L’autonomie restera, certes, un axe de focalisation. Le mot clé guidant les politiques futures d’accompagnement pourrait être la dignité, un beau vocable incluant l’altérité, qui sied  bien à notre conditions humaine et à notre finitude.

 

    1. En France, de 1988 à 2007, l'âge moyen des députés n'avait fait qu’augmenter.

     2. Ces facteurs générationnels ont sans doute pesé lourd dans les dernières campagnes électorales de nos voisins. En France, autour du candidat Macron a gravité une galaxie de personnalités diverses qui l’ont aidé dans son ascension. On peut évoquer les vieux routiers de la politique et les aînés reconnus comme Paul Ricoeur, David de Rotschild, Henry Hermant, Alain Minc qui l'ont pris sous leur aile. Macron a un indéniable pouvoir de séduction sur eux et est parvenu à s’allier, sans clivage, en même temps, les vieux pontes et les jeunes conseillers, ce qui a pu rassurer la partie de l’électorat qui lui a donné sa chance.
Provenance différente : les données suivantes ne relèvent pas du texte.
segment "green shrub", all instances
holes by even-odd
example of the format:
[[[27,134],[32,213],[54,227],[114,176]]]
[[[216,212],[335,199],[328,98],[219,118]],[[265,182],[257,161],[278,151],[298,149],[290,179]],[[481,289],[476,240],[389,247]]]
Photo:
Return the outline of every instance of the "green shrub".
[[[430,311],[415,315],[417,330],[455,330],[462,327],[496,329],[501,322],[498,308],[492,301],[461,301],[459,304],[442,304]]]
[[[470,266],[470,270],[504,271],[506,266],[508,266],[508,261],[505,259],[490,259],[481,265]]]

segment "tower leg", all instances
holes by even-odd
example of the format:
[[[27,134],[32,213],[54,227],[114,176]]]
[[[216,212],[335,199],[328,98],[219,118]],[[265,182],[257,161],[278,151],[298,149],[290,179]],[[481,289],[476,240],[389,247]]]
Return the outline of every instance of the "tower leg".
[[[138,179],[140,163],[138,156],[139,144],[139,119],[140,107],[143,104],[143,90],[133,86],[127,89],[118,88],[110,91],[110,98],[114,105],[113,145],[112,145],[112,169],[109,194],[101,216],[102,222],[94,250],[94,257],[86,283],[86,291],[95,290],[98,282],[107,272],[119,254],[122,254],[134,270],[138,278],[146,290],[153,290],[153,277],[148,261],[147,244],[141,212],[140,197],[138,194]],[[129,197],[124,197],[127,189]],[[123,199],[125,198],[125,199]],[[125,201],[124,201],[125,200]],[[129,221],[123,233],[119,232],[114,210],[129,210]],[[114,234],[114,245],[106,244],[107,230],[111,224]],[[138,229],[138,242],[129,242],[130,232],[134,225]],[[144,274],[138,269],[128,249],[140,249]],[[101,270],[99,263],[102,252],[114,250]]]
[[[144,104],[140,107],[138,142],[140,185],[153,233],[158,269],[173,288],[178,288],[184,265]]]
C’est bien ainsi qu’ Emmanuel Macron a réussi à pulvériser le vieux monde politique de France.Au Royaume-Uni, par contre, Theresa May a essuyé un indéniable revers en heurtant de plein fouet l’électorat senior qui s’est déplacé en masse. Theresa May voulait taxer les seniors et proposait de taxer lourdement les retraités pour financer leurs soins en cas de démence sénile...

     3. Louis Chauvel. Article publié dans la revue Projet, été 2001 : " La responsabilité des générations ", n° 266, p. 14-22."Les générations sont un révélateur de nos difficultés sociales, économiques, politiques, de long terme. Des retraites… au reboisement, des politiques scolaires à la modification du climat, de la gestion des ressources humaines à l’équilibre des campagnes, la notion de génération est cruciale pour comprendre la complexité des processus de long terme. Dans chaque cas, la génération y apparaît sous deux facettes : celle d’une force irrésistible, "océanique" en quelque sorte, portée par la dynamique du renouvellement, et celle de la faiblesse et de la dépendance des générations futures qui auront à subir, qu’elles le veuillent ou non, les conséquences de nos décisions et de nos indécisions. Nous sommes confrontés ici à la conscience de notre responsabilité vis-à-vis de ce que nous voulons transmettre, aussi bien individuellement que collectivement, après nous".